What does this have to do with football? More than you might think. Now a seven-time Super Bowl champion, Belichick has voiced his distaste for overly detailed statistics being used to gauge player or team performance, and instead focuses on how well his players function as a single unit towards the ultimate goal of winning. His motto—“Do your job”—is echoed from his players on the field and in press conferences on a daily basis. He doesn’t ask any single player to win the game, but merely that they do their job, as placing too much significance on a single player’s role fails to recognize the larger picture and is likely to be deleterious toward the goal of winning.
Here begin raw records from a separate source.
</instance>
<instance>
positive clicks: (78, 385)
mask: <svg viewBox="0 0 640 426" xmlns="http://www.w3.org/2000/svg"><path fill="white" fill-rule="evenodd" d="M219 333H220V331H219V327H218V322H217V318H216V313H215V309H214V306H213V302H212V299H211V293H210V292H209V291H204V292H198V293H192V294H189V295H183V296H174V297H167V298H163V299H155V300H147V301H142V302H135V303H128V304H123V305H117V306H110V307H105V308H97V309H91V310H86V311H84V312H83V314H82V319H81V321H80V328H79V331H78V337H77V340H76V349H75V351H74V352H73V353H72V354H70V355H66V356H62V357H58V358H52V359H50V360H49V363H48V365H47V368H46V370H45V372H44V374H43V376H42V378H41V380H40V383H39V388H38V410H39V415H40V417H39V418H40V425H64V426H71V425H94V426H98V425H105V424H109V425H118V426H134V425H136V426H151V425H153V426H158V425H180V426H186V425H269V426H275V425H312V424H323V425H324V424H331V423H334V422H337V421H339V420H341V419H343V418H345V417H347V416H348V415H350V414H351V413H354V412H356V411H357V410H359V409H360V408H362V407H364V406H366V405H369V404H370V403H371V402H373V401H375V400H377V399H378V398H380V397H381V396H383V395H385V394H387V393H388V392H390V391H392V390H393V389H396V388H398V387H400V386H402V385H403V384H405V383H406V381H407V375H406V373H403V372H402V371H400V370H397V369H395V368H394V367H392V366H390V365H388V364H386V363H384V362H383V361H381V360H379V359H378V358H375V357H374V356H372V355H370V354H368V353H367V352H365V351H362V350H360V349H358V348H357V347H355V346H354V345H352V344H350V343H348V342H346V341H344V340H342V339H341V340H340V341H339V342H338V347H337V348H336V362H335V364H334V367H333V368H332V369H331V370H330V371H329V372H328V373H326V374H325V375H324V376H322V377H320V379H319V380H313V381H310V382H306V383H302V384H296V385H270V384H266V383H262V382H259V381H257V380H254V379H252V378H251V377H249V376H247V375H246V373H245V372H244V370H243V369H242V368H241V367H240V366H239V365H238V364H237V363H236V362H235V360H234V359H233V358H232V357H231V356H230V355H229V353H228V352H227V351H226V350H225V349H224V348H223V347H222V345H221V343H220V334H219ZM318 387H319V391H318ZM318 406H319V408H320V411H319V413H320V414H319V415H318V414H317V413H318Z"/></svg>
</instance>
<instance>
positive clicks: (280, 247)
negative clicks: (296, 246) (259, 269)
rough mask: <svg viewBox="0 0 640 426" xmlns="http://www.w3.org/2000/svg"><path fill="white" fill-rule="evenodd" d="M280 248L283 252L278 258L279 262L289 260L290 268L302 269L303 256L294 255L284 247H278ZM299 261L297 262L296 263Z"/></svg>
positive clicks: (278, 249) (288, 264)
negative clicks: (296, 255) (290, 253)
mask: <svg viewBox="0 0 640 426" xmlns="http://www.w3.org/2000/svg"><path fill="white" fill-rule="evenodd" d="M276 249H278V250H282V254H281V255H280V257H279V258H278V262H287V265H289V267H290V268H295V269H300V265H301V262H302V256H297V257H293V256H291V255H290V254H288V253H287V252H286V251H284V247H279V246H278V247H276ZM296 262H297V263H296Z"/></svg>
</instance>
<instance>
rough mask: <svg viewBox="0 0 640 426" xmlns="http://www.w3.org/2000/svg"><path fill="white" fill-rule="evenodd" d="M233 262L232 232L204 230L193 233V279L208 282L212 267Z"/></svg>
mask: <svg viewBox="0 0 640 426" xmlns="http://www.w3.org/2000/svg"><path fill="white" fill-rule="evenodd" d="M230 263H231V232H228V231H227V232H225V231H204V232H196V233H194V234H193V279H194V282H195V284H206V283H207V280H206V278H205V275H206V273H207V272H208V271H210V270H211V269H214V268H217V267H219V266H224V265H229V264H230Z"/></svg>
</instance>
His approach is instructive for success in sports, and can be equally instructive in the field of healthcare. A measure of how well one facet of care is being managed—like plasma-glucose—shouldn’t be used as a proxy metric for the ultimate, patient-centered goal of reducing disease-related complications. HbA1c scores must be measured and managed as a means towards an end, not as an end itself. Accumulating 300 passing yards can certainly help in the pursuit of a win, but achieving that metric is not in itself the ultimate measure of victory.
Healthcare stakeholders can prevent falling into the trap of false ends by ensuring that the ultimate outcome being measured is the progress patients are trying to make, given their medical circumstances. Just as the legendary Coach Belichick coordinates his team in a way that ensures each position understands their role as an important means to an end, caregivers must be able to focus their analysis of patient progress in a way that distinguishes the measures of achieving an end goal from the means by which that goal is achieved.
This re-calibration towards patient progress and away from false ends holds potential, not just for one condition, but for healthcare as a whole. Imagine a value-based system where providers, insurers, and payment models work in unity toward a patient-centered goal. Now that’s a win we can all root for.